Traverser le cercle de l’ire
On ne sait pas par où commencer dans le groupe trois, qui fut l’épicentre de cette nuit épique. L’Espagne recevait le Danemark à Séville, tandis que l’Irlande du Nord (depuis longtemps hors course) recevait la République à Belfast. Les trois équipes pouvaient à peine être départagées : Le Danemark est en tête avec 18 points (différence de buts +14, buts marqués 15), un point devant l’Espagne (17 points, différence de buts +22, buts marqués 26) et la République (17 points, différence de buts +13, buts marqués 18). Un match nul suffisait au Danemark, tandis que l’Espagne et la République savaient qu’elles devaient gagner pour assurer leur qualification, mais qu’elles pouvaient se qualifier avec un match nul (dans le cas de l’Espagne, un match nul suffisait si la République ne gagnait pas ; dans le cas de la République, un match nul suffisait si l’Espagne et le Danemark ne faisaient pas match nul. La République était éliminée si elle perdait ; l’Espagne était éliminée si elle perdait, à moins que la République ne perde également. Confus ? Splendide.)
L’intensité du match contre l’Irlande a été exacerbée par le climat politique de l’époque. Les Troubles étaient à leur apogée, et un mois plus tôt, 23 personnes étaient mortes dans une série de fusillades et d’attentats à la bombe. On parle beaucoup de déplacer le match de Belfast à Old Trafford, Wembley ou même en Italie. Finalement, le match a eu lieu comme prévu, mais la République, au grand dam de Jack Charlton, a dû prendre l’avion plutôt que la voiture pour des raisons de sécurité.
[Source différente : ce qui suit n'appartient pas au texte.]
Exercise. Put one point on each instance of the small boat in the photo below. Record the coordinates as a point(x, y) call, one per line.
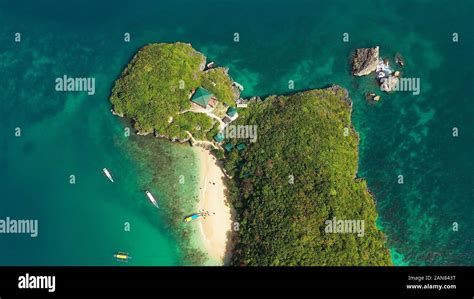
point(108, 174)
point(192, 217)
point(399, 60)
point(239, 86)
point(122, 256)
point(151, 198)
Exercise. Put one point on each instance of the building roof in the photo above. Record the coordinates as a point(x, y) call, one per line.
point(232, 111)
point(228, 147)
point(201, 97)
point(241, 146)
point(219, 137)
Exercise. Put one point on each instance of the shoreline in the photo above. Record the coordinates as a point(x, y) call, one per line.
point(215, 228)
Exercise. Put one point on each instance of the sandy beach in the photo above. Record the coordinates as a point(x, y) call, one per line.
point(216, 223)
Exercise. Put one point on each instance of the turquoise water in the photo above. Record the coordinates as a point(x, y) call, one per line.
point(72, 133)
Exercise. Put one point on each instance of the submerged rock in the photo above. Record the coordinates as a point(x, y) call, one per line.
point(365, 61)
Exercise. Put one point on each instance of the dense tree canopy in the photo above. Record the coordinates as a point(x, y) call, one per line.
point(156, 86)
point(300, 173)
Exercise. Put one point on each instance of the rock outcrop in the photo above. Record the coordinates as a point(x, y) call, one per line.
point(365, 61)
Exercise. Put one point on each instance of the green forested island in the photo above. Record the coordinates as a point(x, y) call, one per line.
point(299, 174)
point(155, 89)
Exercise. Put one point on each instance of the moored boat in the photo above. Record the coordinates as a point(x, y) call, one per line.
point(191, 217)
point(108, 174)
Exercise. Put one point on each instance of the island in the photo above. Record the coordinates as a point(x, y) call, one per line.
point(278, 189)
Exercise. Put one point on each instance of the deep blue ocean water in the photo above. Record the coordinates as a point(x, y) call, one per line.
point(72, 133)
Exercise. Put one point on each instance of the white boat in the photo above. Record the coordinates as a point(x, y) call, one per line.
point(107, 174)
point(151, 198)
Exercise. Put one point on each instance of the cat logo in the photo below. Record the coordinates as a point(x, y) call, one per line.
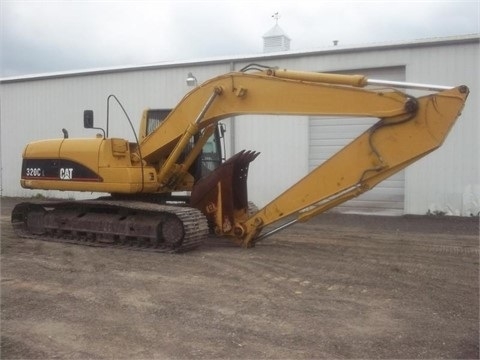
point(66, 173)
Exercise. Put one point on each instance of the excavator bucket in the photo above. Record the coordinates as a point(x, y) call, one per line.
point(222, 196)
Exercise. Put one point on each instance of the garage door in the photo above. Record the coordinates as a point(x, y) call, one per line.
point(327, 135)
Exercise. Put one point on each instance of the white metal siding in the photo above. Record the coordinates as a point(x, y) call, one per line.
point(329, 135)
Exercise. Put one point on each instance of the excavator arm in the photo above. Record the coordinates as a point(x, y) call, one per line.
point(163, 162)
point(408, 128)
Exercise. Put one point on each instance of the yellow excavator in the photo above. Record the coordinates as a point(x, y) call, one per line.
point(172, 187)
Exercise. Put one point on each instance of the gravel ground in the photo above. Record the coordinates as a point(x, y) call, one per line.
point(340, 286)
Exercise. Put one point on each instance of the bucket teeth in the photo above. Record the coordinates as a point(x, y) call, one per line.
point(225, 187)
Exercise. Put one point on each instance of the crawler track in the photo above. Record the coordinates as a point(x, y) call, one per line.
point(133, 225)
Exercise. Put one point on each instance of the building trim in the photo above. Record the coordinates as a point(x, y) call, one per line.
point(444, 41)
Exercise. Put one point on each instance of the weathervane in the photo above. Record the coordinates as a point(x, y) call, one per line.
point(276, 16)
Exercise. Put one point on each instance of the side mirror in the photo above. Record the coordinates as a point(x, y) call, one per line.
point(88, 119)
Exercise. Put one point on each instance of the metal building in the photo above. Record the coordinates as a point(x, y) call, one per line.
point(446, 181)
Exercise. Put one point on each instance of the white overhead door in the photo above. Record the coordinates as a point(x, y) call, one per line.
point(327, 135)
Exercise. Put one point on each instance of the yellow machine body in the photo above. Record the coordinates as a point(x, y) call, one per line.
point(408, 128)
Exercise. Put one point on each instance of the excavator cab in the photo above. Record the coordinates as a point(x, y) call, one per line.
point(212, 154)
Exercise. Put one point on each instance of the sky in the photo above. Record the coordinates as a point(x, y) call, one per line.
point(39, 36)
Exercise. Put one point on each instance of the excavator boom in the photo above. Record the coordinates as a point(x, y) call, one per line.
point(407, 129)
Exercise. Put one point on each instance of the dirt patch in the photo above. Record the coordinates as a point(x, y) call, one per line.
point(341, 286)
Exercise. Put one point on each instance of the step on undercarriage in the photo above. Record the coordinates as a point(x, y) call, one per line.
point(108, 223)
L’ambiance ne s’est pas améliorée la veille du match lorsque Billy Bingham – qui allait prendre sa retraite après 17 ans comme entraîneur de l’Irlande du Nord – a mis à mal les « mercenaires » de la République. « Ils n’ont pas réussi à s’imposer en Angleterre ou en Écosse », a-t-il déclaré à propos de joueurs comme Andy Townsend, Ray Houghton et John Aldridge. « J’ai une vision totalement cynique de toute cette affaire. Je ne suis pas prêt à éluder la question, tout comme je suis heureux d’affirmer que nous avons l’intention de farcir la République. » L’Irlande a eu un avant-goût de ce qui l’attendait lorsqu’elle est arrivée à sa dernière séance d’entraînement pour être accueillie par un groupe d’enfants de 10 et 11 ans avec des majeurs dressés. Quand ils sont arrivés pour le match, ils ont trouvé un anneau de barbelés et des policiers armés.
S’il y avait un anneau d’acier à l’extérieur du terrain, alors il y avait un anneau de colère à l’intérieur. C’était un maelström de haine, le genre de nuit où même les gangsters regardent par-dessus leur épaule. Officiellement du moins, la République n’avait pas de partisans sur le terrain. « Je n’ai jamais vu une atmosphère aussi hostile », a déclaré Jack Charlton, « même pas en Turquie ». Terry Phelan et Paul McGrath reçoivent des chants de singe ; Alan Kernaghan, qui a joué pour l’Irlande du Nord au niveau des écoliers, est bruyamment traité de « putain de Lundy ». Et puis il y avait les chiens, des centaines, ou du moins c’est ce qu’il semblait, qui aboyaient comme s’ils savaient que l’apocalypse arrivait. « L’endroit le plus sûr, dit McLoughlin, était le terrain. »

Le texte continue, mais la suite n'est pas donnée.